Nascer e Crescer vol.23 no.2 Porto jun. 2014

 

CASOS CLÍNICOS / CASE REPORTS

 

Síndrome de Gorlin-Goltz: caso clínico

 

Gorlin-goltz syndrome: a case report

 

 

Sara DominguesI; Sandra PereiraI; Ângela MachadoI; Rui BezerraII; Fernando FigueiraII; Braga da CunhaII; Leonilde MachadoI

IS. Pediatria, U. Padre Américo, CH Tâmega e Sousa, 4564-007 Penafiel, Portugal. E-mail: spbaiao@gmail.com; anj.machado@gmail.com; bragadacunha@chts.min-saude.pt; 71612@chts.min-saude.pt
IIS. Estomatologia, U. Padre Américo, CH Tâmega e Sousa, 4564-007 Penafiel, Portugal. E-mail: ruibezerra@portugalmail.pt; 72449@chts.min-saude.pt

Endereço para correspondência

 

 


RESUMO

Introdução: O Síndrome de Gorlin-Goltz é uma condição hereditária autossómica dominante rara caracterizada por: car- cinomas basocelulares, queratoquistos odontogénicos, depres- sões palmo-plantares, calcificações da foice cerebral e malformações esqueléticas. Associa-se também a meduloblastoma e outras neoplasias.

Caso Clínico: Adolescente de 11 anos, com antecedentes de macrocefalia. Referenciada à consulta de estomatologia por quistos mandibulares recidivantes. O exame anátomo-patológico revelou tratarem-se de queratoquistos odontogénicos, pelo que é encaminhada para a consulta de pediatria. Objetivamente, apresentava macrocefalia e facies “grosseiro” com bossas frontais e hipertelorismo. Efetuou estudo genético, que detetou mutação do gene PTCH1, confirmando a suspeita clínica.

Discussão: Os queratoquistos odontogénicos são o achado mais representativo do síndrome de Gorlin-Goltz nas duas primeiras décadas de vida, sendo de extrema importância um elevado índice de suspeição por parte do pediatra, com especial relevância para as alterações minor. Após o estabelecimento do diagnóstico, é necessária uma equipa multidisciplinar para um adequado seguimento e tratamento atempado.
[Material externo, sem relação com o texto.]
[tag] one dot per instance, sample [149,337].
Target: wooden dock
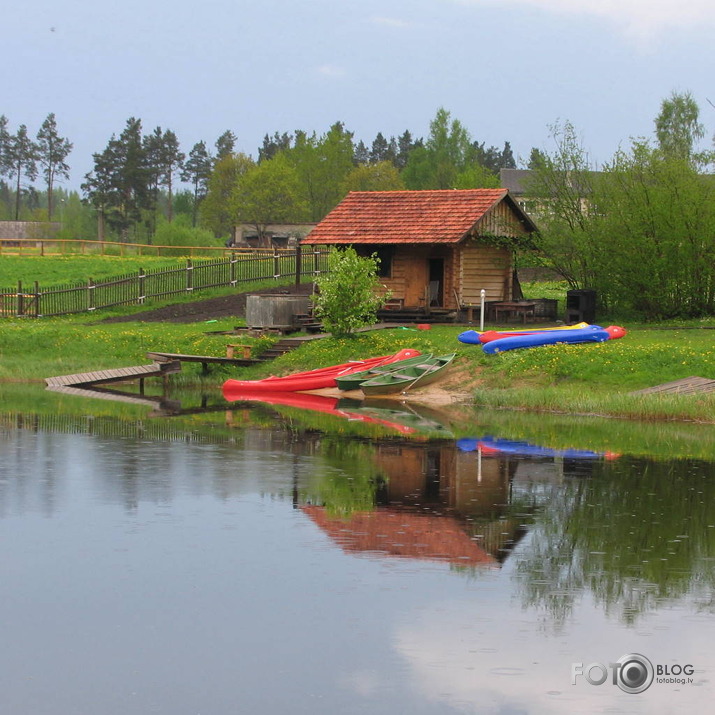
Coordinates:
[121,374]
[685,386]
[205,360]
Palavras-chave: Carcinoma basocelular; macrocefalia; meduloblastoma; neoplasias cutâneas; quisto odontogénico; síndrome de Gorlin-Goltz; síndrome do nevo basocelular.


ABSTRACT

Introduction: The Gorlin-Goltz syndrome is a rare autosomal dominant inherited condition characterized by: basal cell carcinomas, odontogenic keratocysts, palmar or plantar pits, calcification of the falx cerebri and skeletal malformations. Medulloblastoma and other tumors are also associated with it.

Case report: An 11-year-old female, with a history of macrocephaly, was referred to the Stomatology Department for recurrent mandibular cyst. Histopathological exam revealed odontogenic keratocysts, so the patient was referred to the Pediatric Department. Physical examination revealed macrocephaly and coarse face, with frontal bossing and hypertelorism. The genetic study performed detected a mutation in PTCH1 gene, confirming the clinical suspicion.

Discussion: Odontogenic keratocysts are the most representative finding in Gorlin-Goltz Syndrome in the first two decades of life, therefore a high suspicion level is mandatory among pediatricians concerning detection of minor changes. After the diagnosis, a multidisciplinary team is required for adequate follow-up and timely treatment.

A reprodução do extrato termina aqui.